À distance de la phase aigüe, les tests allergologiques cutanés réalisés par un dermato-allergologue expert sont utiles pour confirmer, s’ils sont positifs, l’imputabilité médicamenteuse. Cependant, des tests négatifs n’excluent pas la responsabilité d’un médicament. Les molécules retenues responsables, et celles de la même classe chimique, sont formellement contre-indiquées à vie. Le patient doit informer le médecin généraliste de la carte d’allergie qui lui a été remise. Le médecin hospitalier se charge de la déclaration de pharmacovigilance.
Les médecins traitants doivent être sensibilisés à la possibilité de séquelles auto-immunes, à dépister dans l’année qui suit la phase aiguë.

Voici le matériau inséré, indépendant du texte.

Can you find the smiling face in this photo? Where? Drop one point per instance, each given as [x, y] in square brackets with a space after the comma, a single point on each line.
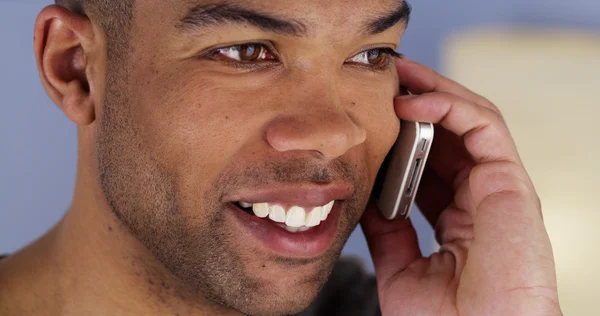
[284, 105]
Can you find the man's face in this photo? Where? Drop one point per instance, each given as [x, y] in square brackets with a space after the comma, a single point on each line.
[218, 109]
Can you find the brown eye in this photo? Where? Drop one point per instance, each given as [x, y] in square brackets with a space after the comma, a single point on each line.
[245, 53]
[250, 52]
[375, 56]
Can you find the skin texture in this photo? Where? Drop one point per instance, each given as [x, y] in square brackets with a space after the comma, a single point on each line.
[166, 136]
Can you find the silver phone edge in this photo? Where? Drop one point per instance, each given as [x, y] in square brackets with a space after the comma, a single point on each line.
[425, 133]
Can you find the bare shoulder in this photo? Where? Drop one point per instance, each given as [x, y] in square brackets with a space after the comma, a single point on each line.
[22, 287]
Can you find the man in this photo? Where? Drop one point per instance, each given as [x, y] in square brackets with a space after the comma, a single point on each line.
[228, 148]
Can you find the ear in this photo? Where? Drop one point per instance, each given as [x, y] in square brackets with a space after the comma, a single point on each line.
[63, 43]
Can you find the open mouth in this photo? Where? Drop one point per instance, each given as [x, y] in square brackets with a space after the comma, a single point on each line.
[292, 218]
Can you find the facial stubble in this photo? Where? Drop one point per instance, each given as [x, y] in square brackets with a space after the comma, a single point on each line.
[196, 256]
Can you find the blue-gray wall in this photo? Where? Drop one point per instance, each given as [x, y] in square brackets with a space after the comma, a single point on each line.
[38, 144]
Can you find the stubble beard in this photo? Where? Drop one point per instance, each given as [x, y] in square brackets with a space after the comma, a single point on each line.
[200, 259]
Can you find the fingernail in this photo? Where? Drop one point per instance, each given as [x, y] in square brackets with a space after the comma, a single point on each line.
[408, 96]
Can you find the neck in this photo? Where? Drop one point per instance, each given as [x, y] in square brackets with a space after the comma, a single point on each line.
[89, 261]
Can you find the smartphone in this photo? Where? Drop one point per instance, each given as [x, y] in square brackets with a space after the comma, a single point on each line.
[403, 169]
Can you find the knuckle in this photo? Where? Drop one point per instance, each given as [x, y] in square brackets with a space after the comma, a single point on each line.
[499, 178]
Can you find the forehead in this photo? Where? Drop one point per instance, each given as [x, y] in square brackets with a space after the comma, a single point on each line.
[316, 15]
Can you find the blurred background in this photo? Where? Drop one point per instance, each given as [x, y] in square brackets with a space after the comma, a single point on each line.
[538, 60]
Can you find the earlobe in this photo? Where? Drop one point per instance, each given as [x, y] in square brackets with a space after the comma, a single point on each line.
[63, 42]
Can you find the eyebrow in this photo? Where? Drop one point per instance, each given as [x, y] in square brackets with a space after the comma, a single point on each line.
[217, 14]
[401, 14]
[208, 15]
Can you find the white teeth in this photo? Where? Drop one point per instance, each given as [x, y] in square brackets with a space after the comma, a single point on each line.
[245, 205]
[314, 217]
[260, 209]
[292, 229]
[326, 210]
[295, 217]
[276, 213]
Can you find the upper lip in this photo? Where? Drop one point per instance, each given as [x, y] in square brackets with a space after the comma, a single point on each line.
[305, 195]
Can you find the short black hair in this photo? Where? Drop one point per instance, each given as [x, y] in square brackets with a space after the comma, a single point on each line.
[114, 17]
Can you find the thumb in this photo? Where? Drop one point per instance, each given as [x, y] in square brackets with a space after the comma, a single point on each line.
[393, 243]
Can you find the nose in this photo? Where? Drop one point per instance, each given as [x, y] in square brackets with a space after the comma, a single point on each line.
[329, 131]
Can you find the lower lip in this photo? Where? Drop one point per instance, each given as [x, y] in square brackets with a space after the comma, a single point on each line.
[302, 245]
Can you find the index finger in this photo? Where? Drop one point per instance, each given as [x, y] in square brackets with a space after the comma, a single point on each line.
[421, 79]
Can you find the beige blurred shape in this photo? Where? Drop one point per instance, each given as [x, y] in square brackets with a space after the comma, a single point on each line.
[547, 84]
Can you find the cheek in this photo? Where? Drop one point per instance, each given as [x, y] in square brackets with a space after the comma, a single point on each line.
[374, 108]
[196, 128]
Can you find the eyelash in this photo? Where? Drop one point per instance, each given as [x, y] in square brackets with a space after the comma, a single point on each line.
[215, 54]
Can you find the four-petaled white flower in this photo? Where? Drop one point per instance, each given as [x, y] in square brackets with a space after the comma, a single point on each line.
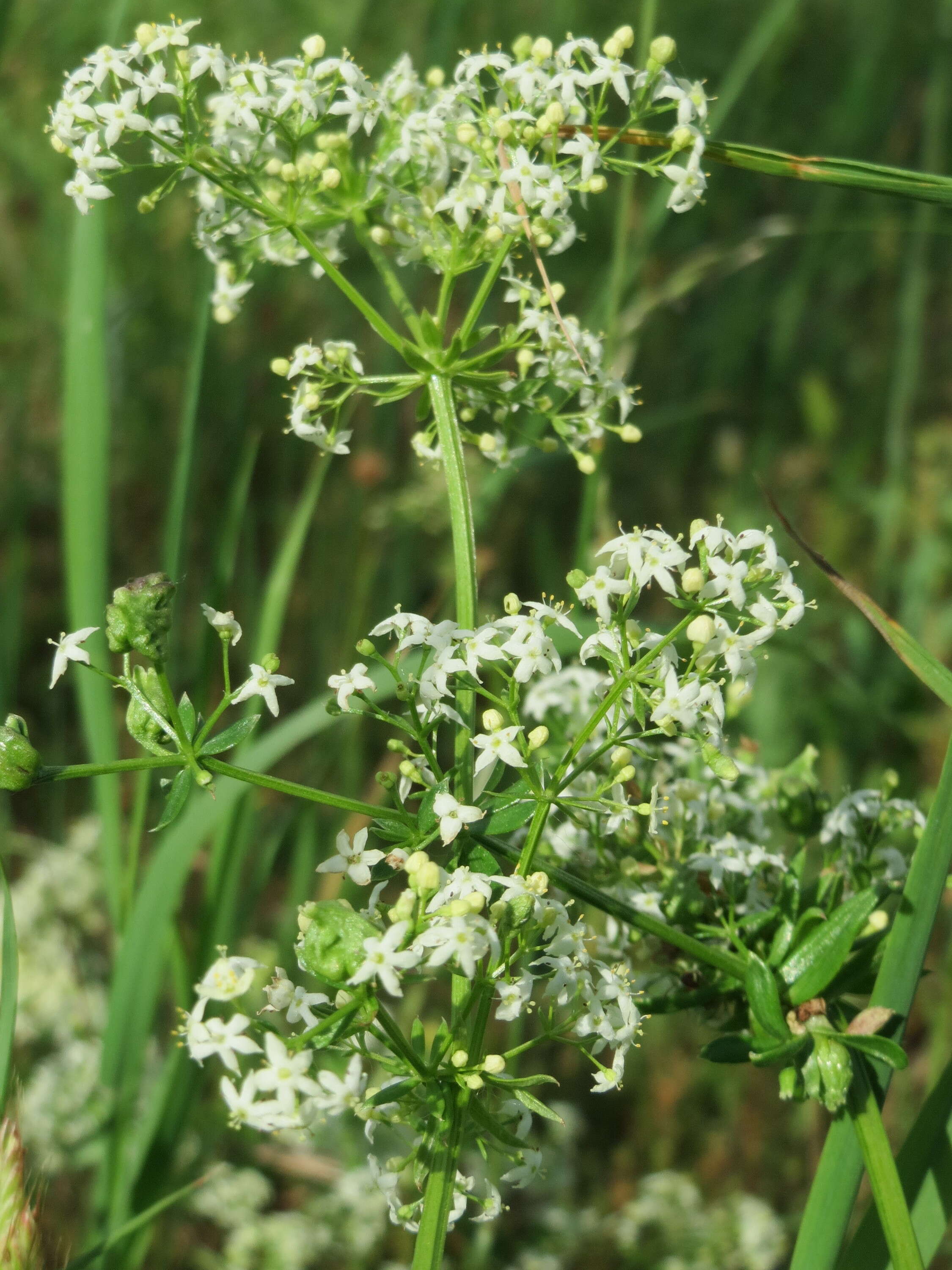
[68, 649]
[262, 685]
[224, 624]
[356, 680]
[385, 958]
[352, 858]
[454, 816]
[498, 745]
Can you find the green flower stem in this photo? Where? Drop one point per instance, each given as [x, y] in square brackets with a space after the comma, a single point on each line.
[395, 289]
[884, 1179]
[489, 281]
[721, 959]
[83, 771]
[438, 1197]
[464, 559]
[306, 792]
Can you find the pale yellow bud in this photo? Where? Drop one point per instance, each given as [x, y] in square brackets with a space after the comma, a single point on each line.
[314, 47]
[663, 50]
[701, 630]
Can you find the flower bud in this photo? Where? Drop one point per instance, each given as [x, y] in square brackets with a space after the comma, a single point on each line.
[314, 47]
[701, 630]
[140, 616]
[19, 761]
[663, 50]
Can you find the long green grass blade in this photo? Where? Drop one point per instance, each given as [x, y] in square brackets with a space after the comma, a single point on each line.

Enfin, il est important de conseiller au patient de consulter en urgence en cas de douleur thoracique et dyspnée même à distance de la phase aiguë du DRESS, pour ne pas méconnaître une myocardite.
Qu’en retenir ?
En résumé, le médecin généraliste :
- identifie les symptômes et signes évoquant un DRESS ;
- identifie et arrête le ou les médicaments suspects ;
- demande un bilan biologique de base en urgence ;
- oriente rapidement le patient vers un service d’urgence ou un service de dermatologie en lien avec un centre expert en toxidermies graves ;
- peut initier une corticothérapie locale très forte mais évite, sauf avis spécialisé, toute corticothérapie générale ;
- veille au respect de l’ordonnance de sortie du patient, et notamment à la décroissance très progressive de la corticothérapie, en lien avec le dermatologue référent et le centre expert ;
- prend connaissance de la carte d’allergie et veille donc à ne pas represcrire des molécules responsables du DRESS ou de même classe chimique ;
- constitue le dossier de prise en charge sociale selon la gravité des atteintes et les possibles séquelles : prise en charge à 100 % en affection hors liste (le formulaire de demande d’ALD doit préciser la nature des séquelles, leur gravité et le suivi multidisciplinaire coordonné avec le centre expert) ;
- prolonge si besoin l’arrêt de travail qui suit la phase aiguë ;
- participe au soutien psychologique au patient, en coordination avec un psychologue ou un psychiatre si besoin ;
- enfin, le médecin généraliste doit garder en mémoire le risque de DRESS de certains médicaments et en respecter le bon usage et les bonnes indications.
Diagnostics différentiels de DRESS
❖ Une autre toxidermie (exanthème maculopapuleux, pustulose exanthématique aiguë généralisée, nécrolyse épidermique débutante).
❖ Une virose (notamment chez l’enfant) : sérologies EBV (IgM anti-VCA, IgG anti-VCA, IgG anti-EBNA), CMV (IgM et IgG), parvovirus B19 (IgM et IgG), ou PCR EBV, CMV, parvovirus B19, HHV6, adénovirus et entérovirus.
❖ Une infection bactérienne type scarlatine, notamment chez l’enfant, ou une infection toxinique.
❖ Une autre cause d’érythrodermie (eczéma, psoriasis, lymphome T cutané).
❖ Un lymphome, notamment un lymphome angio-immunoblastique.
❖ Une maladie de Kikuchi.
❖ Une maladie de Kawasaki, notamment chez l’enfant devant l’association fièvre, éruption cutanée, altération de l’état général, atteinte muqueuse avec conjonctivite et chéilite et adénopathies.
Toxibul. Carte des centres prenant en charge les dermatoses bulleuses et les toxidermies en France. 19 décembre 2024.